Craig B. Smith, the firm's founder, serves as the primary decision-maker on portfolio construction and security selection. Prior to launching Waterstone in 2006, Smith headed trust and wealth management units at regional Kentucky banks, including First & Farmers National Bank. No additional named portfolio managers appear in the firm's regulatory filings, which is consistent with the compact three-to-four-person team structure typical of a single-principal advisory practice.
Does Waterstone run individual stock and bond portfolios or allocate to third-party funds?
The firm constructs discretionary individual-security portfolios—both equity and fixed income—rather than defaulting to mutual funds or ETFs. On the equity side, Smith applies a fundamental stock-selection process that emphasizes strong cash flows and insider ownership. Fixed-income portfolios are built primarily from individual municipal bonds laddered to provide tax-advantaged income for Kentucky residents, with bonds typically held to maturity to avoid unnecessary turnover costs.
What is Waterstone's fee structure?
The firm charges a fee based on a percentage of assets under management, a model disclosed in its Form ADV filings. Its value proposition explicitly bundles financial planning, estate planning review, and tax-aware portfolio management within that single asset-based fee rather than charging separate retainers or commissions. No wrap-fee program with an outside manager is listed, which aligns with the in-house direct-investment approach.
What types of clients does Waterstone serve?
Waterstone's client base is concentrated among high-net-worth individuals, business owners, and professionals in the southern Kentucky region around its Somerset headquarters. A 2022 regulatory update added corporate retirement plan advisory services to its existing private-wealth mandate, suggesting the firm has begun advising small-to-midsize employer-sponsored plans alongside its individual family relationships.
Is Waterstone registered with the SEC or the state of Kentucky?
Waterstone Wealth Advisors is registered with the U.S. Securities and Exchange Commission as a Registered Investment Adviser rather than with Kentucky's state securities regulator. SEC registration for a firm of Waterstone's size typically signals assets under management at or above the $100 million threshold that determines the federal-versus-state regulatory division.
What is Waterstone's geographic footprint?
The firm operates from a single office in Somerset, Kentucky, a micropolitan city on the Cumberland Plateau near Lake Cumberland. Its client relationships are understood to be concentrated in south-central Kentucky, drawn from the professional and business-owner communities within the region the firm has served since 2006. No additional offices or multi-state expansion are reported.
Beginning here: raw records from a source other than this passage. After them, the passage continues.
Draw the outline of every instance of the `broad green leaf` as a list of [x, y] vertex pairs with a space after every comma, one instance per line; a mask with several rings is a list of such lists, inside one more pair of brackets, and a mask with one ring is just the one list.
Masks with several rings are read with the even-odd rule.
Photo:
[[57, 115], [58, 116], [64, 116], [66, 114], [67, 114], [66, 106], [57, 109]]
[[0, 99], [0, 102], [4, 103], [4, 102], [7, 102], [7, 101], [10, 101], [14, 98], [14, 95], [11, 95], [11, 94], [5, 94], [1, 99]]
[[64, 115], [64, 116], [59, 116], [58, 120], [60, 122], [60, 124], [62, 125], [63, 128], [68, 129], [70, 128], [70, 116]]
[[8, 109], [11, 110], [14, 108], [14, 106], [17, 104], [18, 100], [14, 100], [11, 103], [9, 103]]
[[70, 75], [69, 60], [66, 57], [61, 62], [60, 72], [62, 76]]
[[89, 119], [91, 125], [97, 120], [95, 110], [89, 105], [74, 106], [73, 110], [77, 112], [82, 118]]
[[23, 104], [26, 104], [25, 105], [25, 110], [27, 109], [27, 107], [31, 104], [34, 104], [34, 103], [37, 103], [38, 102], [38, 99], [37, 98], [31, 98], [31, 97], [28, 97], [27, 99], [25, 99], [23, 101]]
Has Waterstone disclosed a succession plan?
No public succession plan or named next-generation partner appears in the firm's SEC filings or its limited public communications. The practice is structured around founder Craig B. Smith's portfolio-management and client-relationship role, which represents a continuity consideration common to single-principal RIAs serving regional markets. No internal transaction or external acquisition has been reported.